Early on Sunday evening my mother returned and shifts were swapped. Kimberly and I went back to Clavering and just hoping that Dad would still be alive when we returned on Monday morning. And he almost was. But not quite. If only I had taken a different turn and not got diverted, again. We were just 200 yards from the hospice when my mother’s name came up on my mobile and, forgetting the reality of what was going on just for a moment, we thought she would just be checking where we were. After exchanging a few words Kimberly gasped and looked at me and nothing more needed to be said. A couple of minutes later I was in Dad’s room – the nurses had put white flowers on his pillow and he was finally liberated from the respirator – that octopus-like clamp that had seemed to become so much a part of him – his head was cold and white but I thank God that his hands were still warm. He had died so suddenly and quietly that his last breath eluded even my mother who was in the sitting room next door. It was probably no different to the thousand breaths before it and in the final hours it was debatable whether he had any capacity for independent breath. But in the end, he slipped away as he had hoped he would – no choking, no suffocation and no chronic pain.

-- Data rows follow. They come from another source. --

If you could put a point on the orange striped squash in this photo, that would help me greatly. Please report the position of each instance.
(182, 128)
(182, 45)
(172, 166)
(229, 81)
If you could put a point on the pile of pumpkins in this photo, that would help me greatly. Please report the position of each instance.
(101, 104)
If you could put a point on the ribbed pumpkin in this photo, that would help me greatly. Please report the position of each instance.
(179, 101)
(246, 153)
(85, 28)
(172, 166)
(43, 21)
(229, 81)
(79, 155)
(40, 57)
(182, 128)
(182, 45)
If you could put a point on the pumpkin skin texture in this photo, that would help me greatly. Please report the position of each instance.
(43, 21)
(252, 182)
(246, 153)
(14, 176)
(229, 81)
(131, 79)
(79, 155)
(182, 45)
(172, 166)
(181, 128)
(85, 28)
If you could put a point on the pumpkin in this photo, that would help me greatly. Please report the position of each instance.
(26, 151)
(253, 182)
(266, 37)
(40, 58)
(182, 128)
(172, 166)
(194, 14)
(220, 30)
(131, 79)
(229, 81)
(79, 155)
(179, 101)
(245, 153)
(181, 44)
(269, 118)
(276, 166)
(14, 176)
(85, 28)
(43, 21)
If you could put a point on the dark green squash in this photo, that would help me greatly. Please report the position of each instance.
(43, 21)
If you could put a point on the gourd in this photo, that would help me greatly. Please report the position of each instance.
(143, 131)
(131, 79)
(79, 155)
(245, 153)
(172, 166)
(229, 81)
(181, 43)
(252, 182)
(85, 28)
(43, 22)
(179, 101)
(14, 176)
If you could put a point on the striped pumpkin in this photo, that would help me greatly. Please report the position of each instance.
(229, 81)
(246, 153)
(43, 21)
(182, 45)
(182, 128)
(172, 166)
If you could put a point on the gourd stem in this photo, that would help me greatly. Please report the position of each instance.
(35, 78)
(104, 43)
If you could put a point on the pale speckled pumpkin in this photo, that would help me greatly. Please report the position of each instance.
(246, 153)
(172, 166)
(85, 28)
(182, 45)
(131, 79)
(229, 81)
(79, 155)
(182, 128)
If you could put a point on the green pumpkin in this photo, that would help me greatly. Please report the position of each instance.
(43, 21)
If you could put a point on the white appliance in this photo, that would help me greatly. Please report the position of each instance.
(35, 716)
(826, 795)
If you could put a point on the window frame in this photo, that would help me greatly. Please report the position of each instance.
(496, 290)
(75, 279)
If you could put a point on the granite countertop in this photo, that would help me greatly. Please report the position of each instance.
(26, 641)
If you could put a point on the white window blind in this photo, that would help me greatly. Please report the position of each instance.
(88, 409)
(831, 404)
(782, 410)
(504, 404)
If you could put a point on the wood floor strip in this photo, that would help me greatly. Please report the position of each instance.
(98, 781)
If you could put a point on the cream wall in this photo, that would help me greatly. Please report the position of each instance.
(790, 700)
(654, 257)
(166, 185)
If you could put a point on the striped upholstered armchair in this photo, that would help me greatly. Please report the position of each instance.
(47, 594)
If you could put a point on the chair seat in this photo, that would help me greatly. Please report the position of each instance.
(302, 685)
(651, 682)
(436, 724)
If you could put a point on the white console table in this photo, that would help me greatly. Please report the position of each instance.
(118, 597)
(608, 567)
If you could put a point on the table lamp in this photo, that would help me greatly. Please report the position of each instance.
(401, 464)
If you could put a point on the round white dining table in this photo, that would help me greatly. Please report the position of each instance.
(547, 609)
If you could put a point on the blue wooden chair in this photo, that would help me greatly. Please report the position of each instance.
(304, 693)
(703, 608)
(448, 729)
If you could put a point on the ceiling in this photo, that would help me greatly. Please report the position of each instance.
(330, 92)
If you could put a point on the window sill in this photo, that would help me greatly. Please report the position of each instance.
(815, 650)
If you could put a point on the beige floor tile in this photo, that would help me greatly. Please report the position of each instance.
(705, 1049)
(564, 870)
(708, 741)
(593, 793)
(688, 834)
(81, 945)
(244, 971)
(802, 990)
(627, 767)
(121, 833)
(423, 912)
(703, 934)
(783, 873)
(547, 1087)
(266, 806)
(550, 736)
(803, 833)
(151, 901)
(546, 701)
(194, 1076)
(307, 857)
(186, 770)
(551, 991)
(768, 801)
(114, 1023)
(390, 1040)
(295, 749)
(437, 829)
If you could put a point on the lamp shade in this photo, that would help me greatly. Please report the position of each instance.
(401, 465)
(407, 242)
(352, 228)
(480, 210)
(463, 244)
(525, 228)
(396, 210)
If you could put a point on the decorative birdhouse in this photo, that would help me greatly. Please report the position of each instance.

Dad said right from the start that he would opt to be one of the MND sufferers who survived for five years and he pretty well made it. If he had had the luxury of choice then doubtless he would have written his blog entry for 22 October knowing it was his last – signing off online and from his life on the same day. MND makes no such concessions but neither did Dad grant any in return. He lived up to his motto ‘Carpe Diem’ and seized every day he could right up to the end.